TELEVISION › OPINIóN
› Por Eduardo Fabregat
“¿A esto llamás tu ‘especial del día’? Lo siento, hoy no puedo darme el lujo de morir intoxicado.” En esa clase de frases, expresada en un inglés correctísimo y elegante, radica la atracción de Gordon Ramsay, que consigue la rareza de atraer público masculino al target de programas de cocina. Para un fanático de House MD, la asociación es evidente, salta a la vista: Ramsay es el Dr. Gregory House del mundo de los chefs. En Kitchen Nightmares, la serie que puede verse por la señal ManagemenTV, el escocés criado en la ciudad natal de Shakespeare lleva a cabo un tour en el que la pesadilla no son sólo las cocinas que debe visitar y diagnosticar, sino sobre todo lo que experimentan sus... víctimas. Es que el chef no tiene filtro y su idea de la perfección culinaria llega a tal nivel de obsesión que considera todo defecto como un pecado. Y entonces, pobre del jefe de cocina que debe enfrentarse a su ojo clínico, que no perdonará ningún desliz. Pobres de los hombres de delantal sometidos a esa verba incendiaria, capaz de demolerles la autoestima aunque sea con la mejor intención de que el restaurante en cuestión se salve del desastre.
Como House, Ramsay no tiene piedad de sus subalternos. Pero hay una diferencia nada menor: el médico de bastón es un personaje ficcional, Gordon es de carne y hueso. Y veneno.
Basta verlo en su otra creación, Hell’s kitchen, que en Estados Unidos ya presentó su quinta temporada y aquí arranca ahora la tercera. Cualquier cuestionamiento al género del reality show se diluye frente a la adrenalina que produce su certamen de chefs, tan perverso como cualquier otro pero aplicado a un arte en el que un condimento de más o de menos es la diferencia entre un plato exquisito y una bazofia intragable. Y además, el carácter de Ramsay –que sabe hacer un mimo cuando es necesario, pero adora repartir trompadas, o palazos de amasar– llega a estimular la morbosidad de preguntarse hasta dónde resistirán los aspirantes, quién será el primero en rubricar el sartenazo justiciero que haga callar al rubio. En la cocina del infierno, nunca mejor escogido un título, el chef somete a los aprendices a una rutina salvaje, exigente, extenuante. Es cierto, los que quieran abrirse paso en el altamente competitivo terreno de la cocina profesional deberán acostumbrarse a semejante presión, pero no deja de asombrar el modo en que Ramsay gritonea, vitupera y minimiza el trabajo de las chicas y muchachos que, allá al final del programa, ven brillar la esperanza –la zanahoria – del boliche propio. Entre todas esas lecciones, los participantes aprenderán que el formato del reality exige conductas a veces aberrantes, pero que esas conductas al cabo parecen un juego de niños comparadas con lo que se debe tener para sobrevivir en una cocina.

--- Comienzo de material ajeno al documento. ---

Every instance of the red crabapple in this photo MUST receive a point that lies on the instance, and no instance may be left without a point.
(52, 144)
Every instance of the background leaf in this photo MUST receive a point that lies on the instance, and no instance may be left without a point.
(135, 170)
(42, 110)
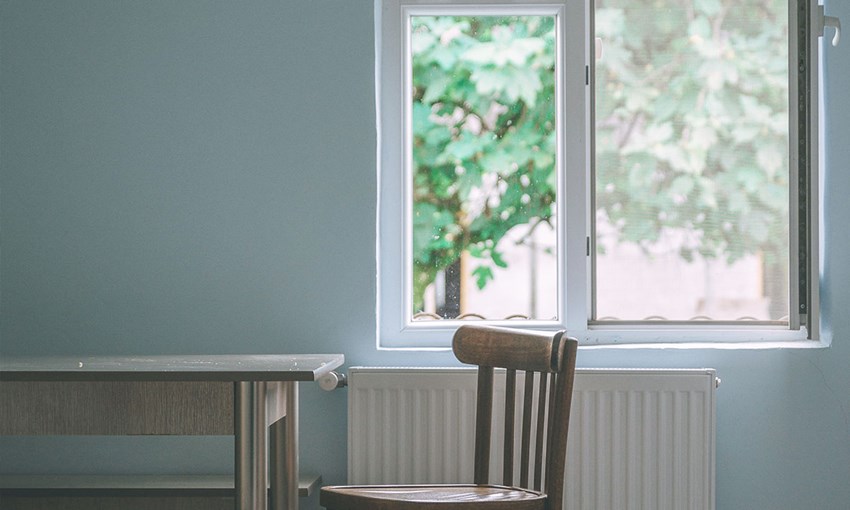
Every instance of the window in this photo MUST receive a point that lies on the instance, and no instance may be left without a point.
(631, 171)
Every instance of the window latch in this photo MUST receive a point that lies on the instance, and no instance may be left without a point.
(830, 21)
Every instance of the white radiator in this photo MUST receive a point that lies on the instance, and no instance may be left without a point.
(638, 440)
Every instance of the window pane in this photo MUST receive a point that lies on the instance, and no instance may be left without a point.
(692, 160)
(484, 167)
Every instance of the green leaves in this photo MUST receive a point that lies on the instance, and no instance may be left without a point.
(483, 137)
(692, 124)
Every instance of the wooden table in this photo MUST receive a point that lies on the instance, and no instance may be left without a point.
(243, 395)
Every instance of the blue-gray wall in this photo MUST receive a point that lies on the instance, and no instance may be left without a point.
(199, 176)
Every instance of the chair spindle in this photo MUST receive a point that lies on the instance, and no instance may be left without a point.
(510, 412)
(526, 428)
(541, 428)
(484, 412)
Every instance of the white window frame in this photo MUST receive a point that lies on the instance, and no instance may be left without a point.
(395, 327)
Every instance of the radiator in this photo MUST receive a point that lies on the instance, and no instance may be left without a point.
(638, 440)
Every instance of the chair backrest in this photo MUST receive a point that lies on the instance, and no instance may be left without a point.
(550, 360)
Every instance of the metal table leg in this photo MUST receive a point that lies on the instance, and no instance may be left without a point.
(283, 453)
(249, 402)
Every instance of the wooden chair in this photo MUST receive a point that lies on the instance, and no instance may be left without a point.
(550, 360)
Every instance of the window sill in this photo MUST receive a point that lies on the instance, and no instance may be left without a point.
(720, 339)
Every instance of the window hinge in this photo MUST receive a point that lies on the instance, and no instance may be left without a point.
(829, 21)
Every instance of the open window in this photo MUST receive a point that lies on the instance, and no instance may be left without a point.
(628, 170)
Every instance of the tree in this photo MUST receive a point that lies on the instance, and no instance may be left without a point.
(484, 138)
(692, 131)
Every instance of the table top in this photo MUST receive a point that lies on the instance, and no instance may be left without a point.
(227, 367)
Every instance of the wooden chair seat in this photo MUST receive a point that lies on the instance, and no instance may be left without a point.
(442, 497)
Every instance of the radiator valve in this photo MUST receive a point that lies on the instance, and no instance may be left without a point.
(332, 380)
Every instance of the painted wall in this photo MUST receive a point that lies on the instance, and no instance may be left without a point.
(199, 176)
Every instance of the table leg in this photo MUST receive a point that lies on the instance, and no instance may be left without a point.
(249, 427)
(283, 453)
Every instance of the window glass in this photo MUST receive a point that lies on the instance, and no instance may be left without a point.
(692, 165)
(483, 189)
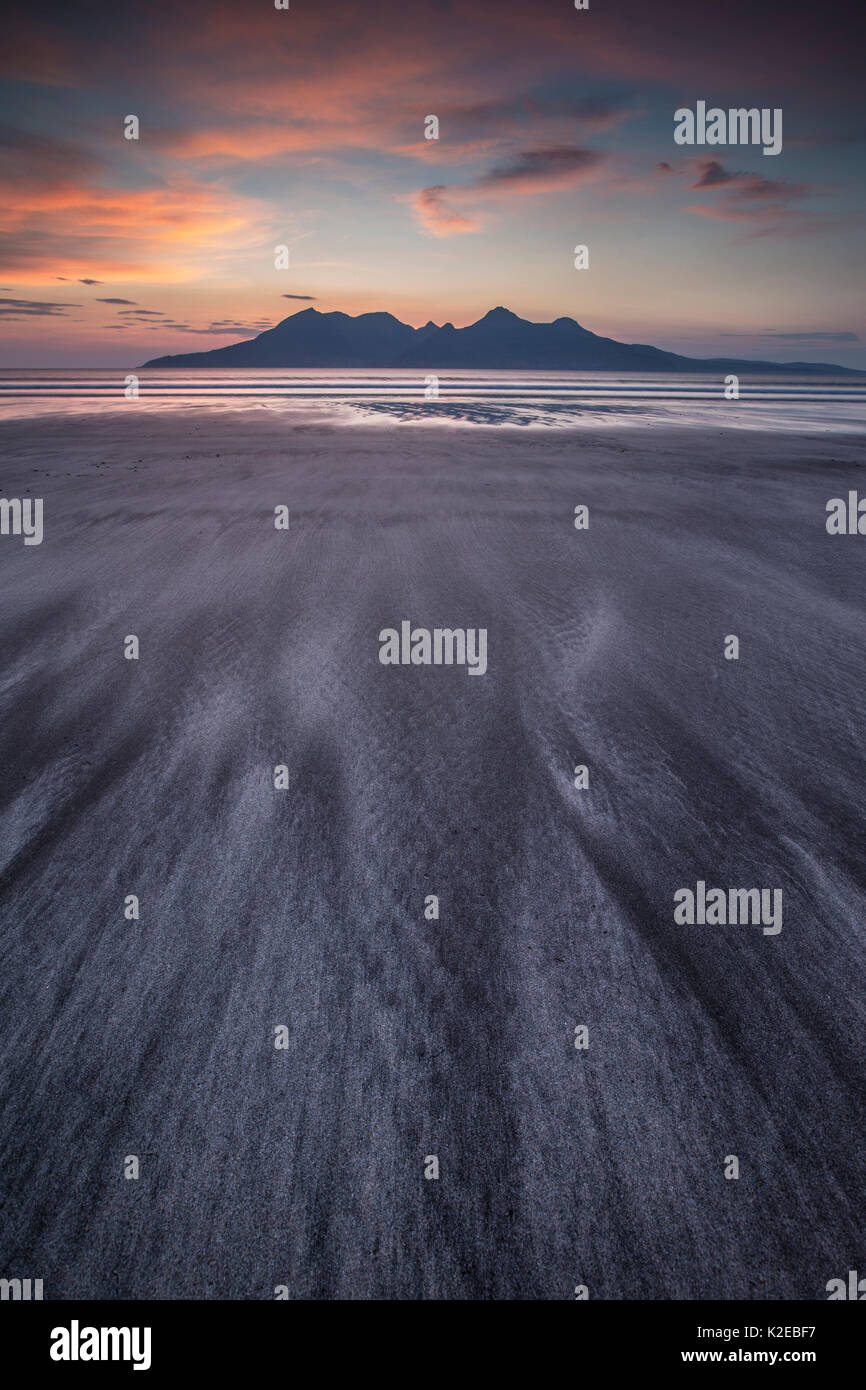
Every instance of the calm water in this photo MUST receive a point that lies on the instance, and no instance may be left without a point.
(483, 398)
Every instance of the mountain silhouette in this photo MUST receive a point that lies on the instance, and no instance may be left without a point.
(501, 339)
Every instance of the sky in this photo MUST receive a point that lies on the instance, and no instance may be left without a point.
(305, 127)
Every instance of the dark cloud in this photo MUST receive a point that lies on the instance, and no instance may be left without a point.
(544, 168)
(32, 309)
(712, 174)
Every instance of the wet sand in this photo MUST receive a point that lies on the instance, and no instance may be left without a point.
(259, 908)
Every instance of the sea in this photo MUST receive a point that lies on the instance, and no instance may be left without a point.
(517, 398)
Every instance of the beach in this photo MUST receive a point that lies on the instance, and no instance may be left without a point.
(302, 1166)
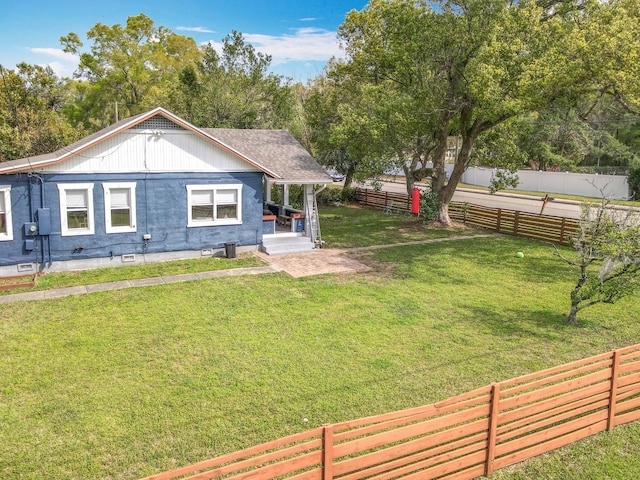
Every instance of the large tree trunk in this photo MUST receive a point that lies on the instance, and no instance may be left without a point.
(445, 192)
(572, 318)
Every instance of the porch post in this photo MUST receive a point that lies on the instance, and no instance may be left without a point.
(267, 193)
(285, 194)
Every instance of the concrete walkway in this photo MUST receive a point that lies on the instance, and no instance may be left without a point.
(297, 265)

Y además: en Kitchen Nightmares y en Hell’s kitchen, Gordon Ramsay corre el velo de ese lugar que muchas veces es una incógnita, la duda que a veces nos asalta en el mismo acto de comer afuera. Algunas de las cocinas que se ven en Pesadillas... hacen que uno se lo piense dos veces antes de sentarse a una mesa. Como siempre, será mejor concentrarse en el sabor de lo que nos ponen delante y evitar la interferencia de preguntarse cómo es el lugar de donde salió. Para eso está Ramsay, una especie de justiciero culinario cuyo sadismo está alimentado por el pensamiento superior de que toda cocina debe ser lo más cercano a la perfección. Quien no lo vea así pagará las consecuencias de su furia.